Kathryn Thomson

Personal information
- Born: 26 January 1996 (age 30) Irvine, Scotland
- Height: 153 cm (5 ft 0 in)
- Weight: 54 kg (119 lb)

Sport
- Country: Great Britain
- Sport: Short track speed skating

Achievements and titles
- Olympic finals: 2018, 2022

Medal record
Women's short-track speed skating
Representing Great Britain
European Championships
| Silver medal – second place | 2014 Dresden | 3000 metre relay |
European Youth Olympic Winter Festival
| Silver medal – second place | 2013 Brașov | 500 metre |

= Kathryn Thomson =

British speed skater

Kathryn Thomson (born 26 January 1996) is a British short track speed skater who competed in the 2018 Winter Olympics in Pyeongchang, South Korea, and the 2022 Winter Olympics in Beijing, People's Republic of China.

==Early life==
Thomson was born in Irvine, Scotland, and raised in Kilmarnock. She attended Wellington School in Ayr and Grange Academy in Kilmarnock, before leaving full-time education at the age of 16 to pursue her career in short track speed skating.

==Career==
In 2009, Thomson competed at the "Future Champions Trophy" in Amsterdam, Netherlands. At the time, she was training on the ice twice a week. Thomson moved to Nottingham, England in 2012, to become a full-time athlete. She is based at the National Ice Centre in Nottingham. Thomson won a silver medal in the 500 metres event at the 2013 European Youth Olympic Winter Festival. She crashed out of her 1500 metres semi-final at the Festival. At the start of the 2016–17 season, Thomson set her personal best in a World Cup event in Calgary, Canada.

Thomson qualified to compete at the 2018 Winter Olympics in the 500, 1000 and 1500 metres events. Thomson finished fourth in her 1500 metres heat, and did not qualify for the final.

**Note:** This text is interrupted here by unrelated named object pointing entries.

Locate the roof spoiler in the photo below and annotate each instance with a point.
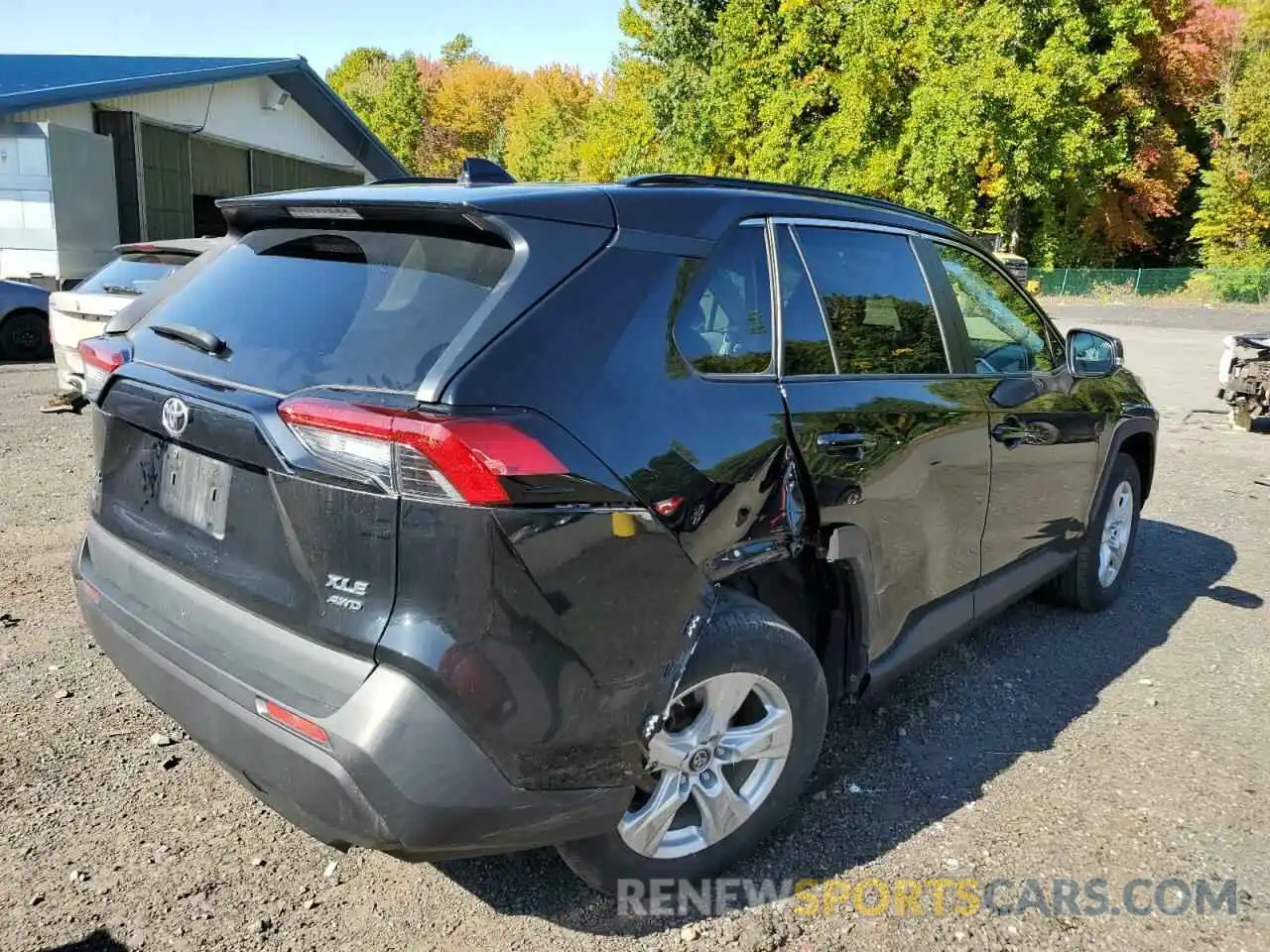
(476, 172)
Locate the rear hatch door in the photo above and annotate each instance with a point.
(199, 471)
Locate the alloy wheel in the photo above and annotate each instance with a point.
(1116, 534)
(716, 760)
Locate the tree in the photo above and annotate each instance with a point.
(621, 137)
(548, 122)
(1233, 221)
(359, 77)
(384, 90)
(456, 50)
(465, 113)
(1067, 121)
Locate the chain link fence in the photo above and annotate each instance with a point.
(1239, 285)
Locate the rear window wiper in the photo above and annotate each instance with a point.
(197, 338)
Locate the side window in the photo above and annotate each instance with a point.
(725, 324)
(875, 302)
(1006, 334)
(807, 341)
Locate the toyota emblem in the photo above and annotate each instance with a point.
(176, 416)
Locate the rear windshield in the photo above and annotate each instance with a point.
(299, 307)
(134, 273)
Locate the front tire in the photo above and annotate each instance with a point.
(24, 336)
(1093, 579)
(739, 740)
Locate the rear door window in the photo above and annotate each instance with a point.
(725, 325)
(1006, 334)
(803, 327)
(300, 307)
(134, 273)
(875, 301)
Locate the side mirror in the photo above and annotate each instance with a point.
(1092, 354)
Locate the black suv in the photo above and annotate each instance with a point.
(466, 518)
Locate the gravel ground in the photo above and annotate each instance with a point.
(1049, 744)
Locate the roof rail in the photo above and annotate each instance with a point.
(756, 185)
(483, 172)
(476, 172)
(413, 180)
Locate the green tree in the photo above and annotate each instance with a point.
(547, 123)
(384, 90)
(1061, 119)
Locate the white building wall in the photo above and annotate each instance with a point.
(235, 112)
(76, 117)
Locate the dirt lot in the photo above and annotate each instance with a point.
(1047, 746)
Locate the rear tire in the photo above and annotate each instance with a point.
(1093, 579)
(24, 335)
(743, 644)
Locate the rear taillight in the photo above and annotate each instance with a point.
(423, 456)
(102, 357)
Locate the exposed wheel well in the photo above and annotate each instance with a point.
(1141, 447)
(815, 599)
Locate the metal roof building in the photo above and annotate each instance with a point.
(95, 150)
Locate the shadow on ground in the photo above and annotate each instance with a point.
(96, 941)
(1007, 689)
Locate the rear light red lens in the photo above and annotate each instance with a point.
(291, 720)
(668, 507)
(102, 357)
(461, 458)
(103, 353)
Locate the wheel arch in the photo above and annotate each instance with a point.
(1141, 447)
(822, 601)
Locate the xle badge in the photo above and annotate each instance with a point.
(350, 592)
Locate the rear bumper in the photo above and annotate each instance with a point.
(66, 333)
(398, 774)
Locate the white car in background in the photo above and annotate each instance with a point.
(1243, 373)
(84, 311)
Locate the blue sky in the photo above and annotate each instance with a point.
(522, 33)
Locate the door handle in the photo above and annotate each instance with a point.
(1011, 431)
(848, 444)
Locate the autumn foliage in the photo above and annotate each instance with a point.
(1125, 131)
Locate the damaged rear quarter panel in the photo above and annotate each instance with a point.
(598, 357)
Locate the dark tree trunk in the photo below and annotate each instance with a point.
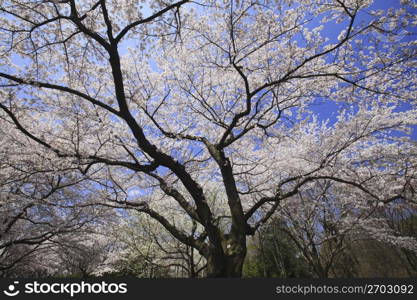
(228, 260)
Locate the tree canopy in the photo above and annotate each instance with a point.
(208, 116)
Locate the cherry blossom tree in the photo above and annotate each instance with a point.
(150, 101)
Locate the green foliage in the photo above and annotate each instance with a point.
(273, 254)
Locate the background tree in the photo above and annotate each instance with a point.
(163, 96)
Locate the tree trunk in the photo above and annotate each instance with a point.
(228, 260)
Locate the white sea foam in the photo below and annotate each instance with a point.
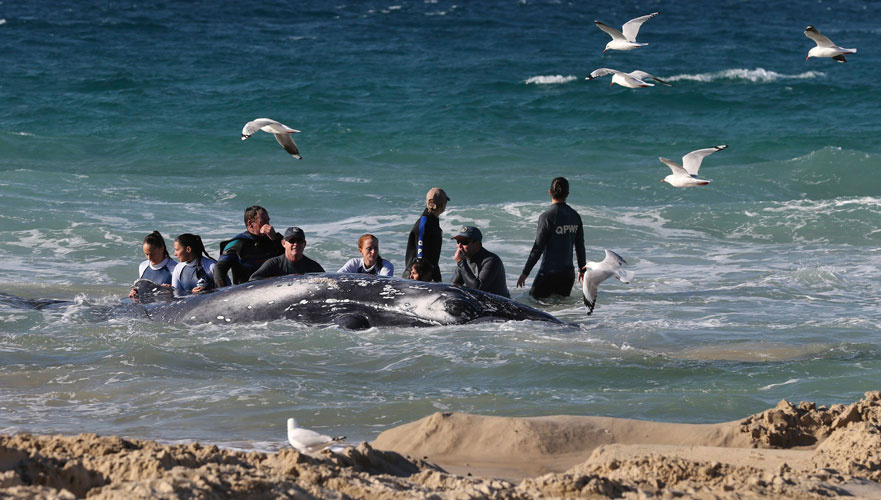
(788, 382)
(754, 75)
(550, 79)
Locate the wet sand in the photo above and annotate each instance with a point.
(790, 451)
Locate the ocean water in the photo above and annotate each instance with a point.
(119, 118)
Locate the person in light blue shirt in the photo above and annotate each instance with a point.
(195, 271)
(370, 262)
(159, 266)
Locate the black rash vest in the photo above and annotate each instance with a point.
(559, 229)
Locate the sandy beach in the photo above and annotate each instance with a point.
(790, 451)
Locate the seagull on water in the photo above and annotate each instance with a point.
(632, 80)
(281, 132)
(308, 441)
(627, 39)
(597, 272)
(685, 175)
(825, 47)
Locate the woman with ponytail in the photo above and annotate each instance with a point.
(195, 271)
(370, 262)
(159, 266)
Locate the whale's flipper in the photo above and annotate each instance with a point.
(149, 292)
(353, 321)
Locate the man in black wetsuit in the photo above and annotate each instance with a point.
(426, 236)
(292, 262)
(477, 267)
(559, 229)
(247, 251)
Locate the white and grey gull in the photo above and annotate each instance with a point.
(308, 441)
(597, 272)
(633, 80)
(281, 132)
(825, 47)
(685, 175)
(626, 38)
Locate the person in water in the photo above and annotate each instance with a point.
(420, 270)
(559, 230)
(292, 261)
(195, 270)
(158, 266)
(426, 237)
(247, 251)
(370, 262)
(477, 267)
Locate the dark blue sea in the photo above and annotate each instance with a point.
(119, 118)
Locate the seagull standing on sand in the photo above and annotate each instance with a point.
(685, 175)
(825, 47)
(281, 132)
(307, 441)
(627, 39)
(597, 272)
(633, 80)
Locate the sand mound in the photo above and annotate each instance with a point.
(788, 425)
(627, 459)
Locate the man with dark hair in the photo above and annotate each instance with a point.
(477, 267)
(247, 251)
(426, 237)
(559, 230)
(292, 262)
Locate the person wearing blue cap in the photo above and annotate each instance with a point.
(292, 261)
(477, 267)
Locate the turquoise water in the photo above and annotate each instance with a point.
(121, 118)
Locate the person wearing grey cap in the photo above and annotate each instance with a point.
(292, 261)
(426, 237)
(477, 267)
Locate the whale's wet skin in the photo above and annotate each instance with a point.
(350, 300)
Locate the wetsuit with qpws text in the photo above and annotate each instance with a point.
(244, 254)
(559, 231)
(425, 241)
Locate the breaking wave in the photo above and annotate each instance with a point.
(754, 75)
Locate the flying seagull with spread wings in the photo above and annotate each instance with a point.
(281, 132)
(626, 38)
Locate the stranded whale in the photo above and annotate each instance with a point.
(350, 300)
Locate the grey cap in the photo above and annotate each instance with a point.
(292, 234)
(470, 233)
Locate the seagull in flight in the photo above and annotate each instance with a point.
(597, 272)
(281, 132)
(633, 80)
(825, 47)
(308, 441)
(627, 39)
(685, 175)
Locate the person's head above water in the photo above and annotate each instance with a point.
(154, 248)
(420, 270)
(294, 242)
(368, 246)
(559, 189)
(189, 246)
(436, 200)
(469, 239)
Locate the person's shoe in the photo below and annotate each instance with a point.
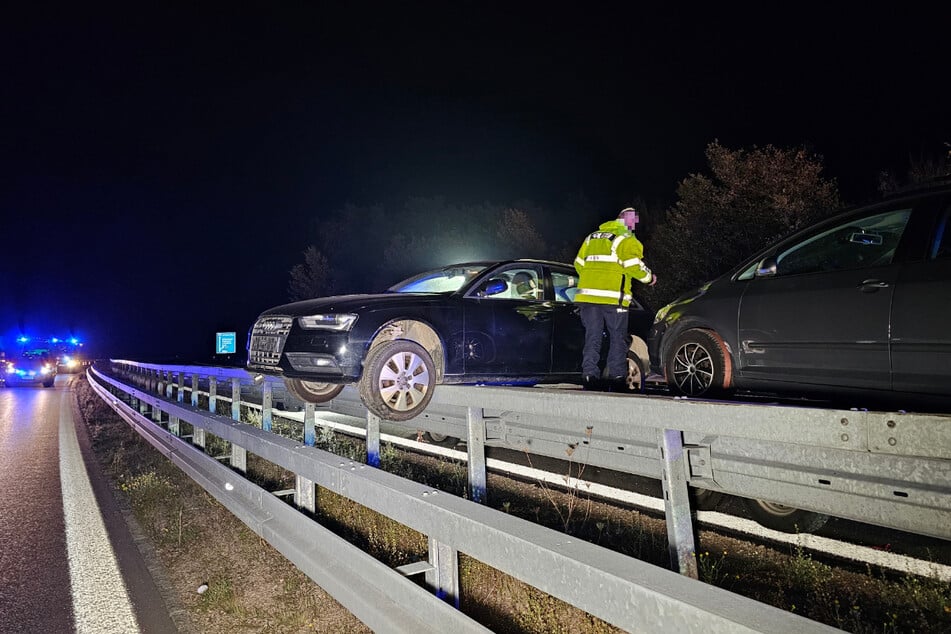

She finished third in her 500 metres heat, and did not qualify for the quarter final, and fourth in her 1,000 metres heat, again not qualifying for the quarter final. She was part of the British team that came third in the mixed team relay at the 2018–19 ISU Short Track Speed Skating World Cup event in Dresden. During the COVID-19 pandemic, Thomson moved in with her parents and worked in a Dunelm furniture store to fund her participation in short track speed skating; the sport did not receive funding for the 2018–2022 funding cycle, and it cost Thomson £22,000 to compete in the 2021–22 season.

At the British trials for the 2022 Winter Olympics, Thomson won the 7-lap time trial, 1 lap with a flying start, 1.5 laps from standing start and 500 metres events. She tied for first in the 1,500 metres event with Elise Christie. Thomson was selected for the 2022 Games in the 500, 1000 and 1500 metres events. In the 500 and 1000 metres events, she finished last in her heat. She withdrew on medical grounds from the 1500 metre event before her first heat.